Again, the assessment of overall model fit is not part of the evaluation steps. As a consequence, MCMQ does not inform researchers on whether a specified formative measurement model is consistent with the collected data.

5 Assessment of confirmatory composite analysis and Hair’s method of confirming measurement quality by means of a scenario analysis

The inventors of CCA and MCMQ make different claims about what their methods are suitable for: CCA is meant to assess composite models (Schuberth et al. 2018), and MCMQ’s objective is the “confirmation of the measurement models” (Hair et al. 2020, p. 103), whether reflective or formative. However, whereas Schuberth et al. (2018) demonstrated the efficacy of CCA by means of a Monte Carlo simulation, MCMQ has not been exposed to any rigorous examination so far.

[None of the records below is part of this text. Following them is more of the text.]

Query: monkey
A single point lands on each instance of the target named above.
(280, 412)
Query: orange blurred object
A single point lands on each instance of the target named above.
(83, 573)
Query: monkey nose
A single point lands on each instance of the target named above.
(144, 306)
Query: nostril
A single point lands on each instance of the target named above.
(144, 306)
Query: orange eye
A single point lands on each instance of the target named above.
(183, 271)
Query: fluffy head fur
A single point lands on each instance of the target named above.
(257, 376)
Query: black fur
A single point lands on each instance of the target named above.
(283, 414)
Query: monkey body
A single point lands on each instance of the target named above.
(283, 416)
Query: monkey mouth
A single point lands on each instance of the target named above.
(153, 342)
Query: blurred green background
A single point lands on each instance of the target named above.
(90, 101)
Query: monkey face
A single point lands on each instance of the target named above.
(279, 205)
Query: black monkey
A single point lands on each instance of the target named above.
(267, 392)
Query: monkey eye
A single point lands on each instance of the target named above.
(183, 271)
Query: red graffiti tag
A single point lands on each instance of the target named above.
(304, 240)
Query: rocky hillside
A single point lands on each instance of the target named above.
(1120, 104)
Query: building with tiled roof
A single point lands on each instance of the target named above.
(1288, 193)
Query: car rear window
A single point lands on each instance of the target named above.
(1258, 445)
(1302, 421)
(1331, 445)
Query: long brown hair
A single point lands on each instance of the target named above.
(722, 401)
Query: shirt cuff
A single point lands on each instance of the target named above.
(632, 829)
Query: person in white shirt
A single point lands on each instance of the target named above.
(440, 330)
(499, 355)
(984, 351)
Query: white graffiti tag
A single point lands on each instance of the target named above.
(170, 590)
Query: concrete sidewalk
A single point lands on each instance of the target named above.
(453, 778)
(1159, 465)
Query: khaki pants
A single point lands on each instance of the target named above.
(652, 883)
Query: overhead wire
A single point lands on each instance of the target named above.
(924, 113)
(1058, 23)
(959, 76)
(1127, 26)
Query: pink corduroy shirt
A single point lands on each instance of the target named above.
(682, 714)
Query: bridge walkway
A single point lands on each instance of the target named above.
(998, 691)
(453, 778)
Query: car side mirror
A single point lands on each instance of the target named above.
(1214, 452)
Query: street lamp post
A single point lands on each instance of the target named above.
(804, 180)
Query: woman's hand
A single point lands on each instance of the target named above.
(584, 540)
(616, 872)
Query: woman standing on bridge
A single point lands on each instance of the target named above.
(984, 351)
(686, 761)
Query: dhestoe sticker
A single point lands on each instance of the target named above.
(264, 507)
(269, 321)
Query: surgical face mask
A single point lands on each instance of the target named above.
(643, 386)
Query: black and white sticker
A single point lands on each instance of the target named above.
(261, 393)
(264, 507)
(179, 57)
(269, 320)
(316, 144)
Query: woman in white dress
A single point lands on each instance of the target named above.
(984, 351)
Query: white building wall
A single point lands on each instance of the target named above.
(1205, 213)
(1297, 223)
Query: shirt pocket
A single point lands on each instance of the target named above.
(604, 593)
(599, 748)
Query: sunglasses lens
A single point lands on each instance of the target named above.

Although Hair et al. (2020, p. 108) state that MCMQ “is a superior approach”, they do not provide any evidence. Consequently, two fundamental questions about the absolute and relative efficacy of MCMQ arise: Does MCMQ actually detect problematic models? And if so, is it superior to SEM including CCA and CFA? A scenario analysis can help to answer these questions.

5.1 Setup of the scenario analysis

Scenario analysis allows us to illustrate how well different methods retrieve parameters from a given population; “estimation” is thus not done on the basis of a sample. Hence, parameters are rather retrieved than estimated. This avoids distributional assumptions and uncertainty introduced by sampling.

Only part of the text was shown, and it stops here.